Se há algo de notável na culinária japonesa é a alta funcionalidade de seus ingredientes. Não bastasse o sabor e a beleza dos pratos tradicionais do Japão, tudo parece ter sido pensado do ponto de vista da saúde. Não por acaso, o país figura no alto do ranking mundial de expectativa de vida – precisamente no primeiro lugar, com idade média de 85 anos. Sem contar os centenários: hoje, no Japão, existem quase 70 mil pessoas vivendo acima dos cem anos. O quanto dessa longevidade com qualidade vem do que eles comem? Os estudos garantem que muito.  
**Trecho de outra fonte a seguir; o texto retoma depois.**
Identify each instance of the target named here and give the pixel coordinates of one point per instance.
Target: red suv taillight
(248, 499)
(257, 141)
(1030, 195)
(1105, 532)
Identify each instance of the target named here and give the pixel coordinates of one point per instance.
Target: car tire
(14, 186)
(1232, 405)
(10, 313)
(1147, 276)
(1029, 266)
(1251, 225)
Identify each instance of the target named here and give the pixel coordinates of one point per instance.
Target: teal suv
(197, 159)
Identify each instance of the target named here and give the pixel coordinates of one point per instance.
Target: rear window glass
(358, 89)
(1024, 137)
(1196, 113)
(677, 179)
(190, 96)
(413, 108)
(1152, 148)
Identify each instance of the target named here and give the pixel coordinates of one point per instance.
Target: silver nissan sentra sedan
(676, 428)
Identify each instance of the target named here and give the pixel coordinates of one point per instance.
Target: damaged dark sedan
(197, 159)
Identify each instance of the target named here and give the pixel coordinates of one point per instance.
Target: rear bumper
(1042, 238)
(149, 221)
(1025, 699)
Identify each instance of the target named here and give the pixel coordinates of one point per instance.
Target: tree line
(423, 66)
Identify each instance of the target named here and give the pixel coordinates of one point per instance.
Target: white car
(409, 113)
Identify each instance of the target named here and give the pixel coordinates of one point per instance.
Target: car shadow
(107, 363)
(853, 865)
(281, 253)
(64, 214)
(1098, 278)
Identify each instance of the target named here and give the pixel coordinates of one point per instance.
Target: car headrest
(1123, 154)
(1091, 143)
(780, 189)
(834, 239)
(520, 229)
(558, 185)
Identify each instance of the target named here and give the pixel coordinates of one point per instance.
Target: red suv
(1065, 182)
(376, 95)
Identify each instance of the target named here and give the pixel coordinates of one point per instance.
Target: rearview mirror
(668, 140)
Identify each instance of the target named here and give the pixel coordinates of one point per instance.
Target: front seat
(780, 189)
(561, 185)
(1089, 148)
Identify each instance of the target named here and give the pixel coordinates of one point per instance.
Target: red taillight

Veja, por exemplo, aquele que é o tripé da dieta tradicional nipônica: arroz, peixe e vegetais. Uma combinação perfeita, saborosa e altamente nutritiva. O arroz é a base: alimento de fácil digestão, pouco alergênico e rico em sais minerais, ele é a fonte diária de carboidrato na vida dessa população (substituída eventualmente pelos macarrões, como o lámen, o udon e o sobá). Tanto que a palavra local para o grão, gohan, é também usada como sinônimo de refeição. De fato, nas refeições tradicionais da culinária local, quase sempre o arroz é o prato principal. Os demais itens serão sempre okazu, acompanhamentos. 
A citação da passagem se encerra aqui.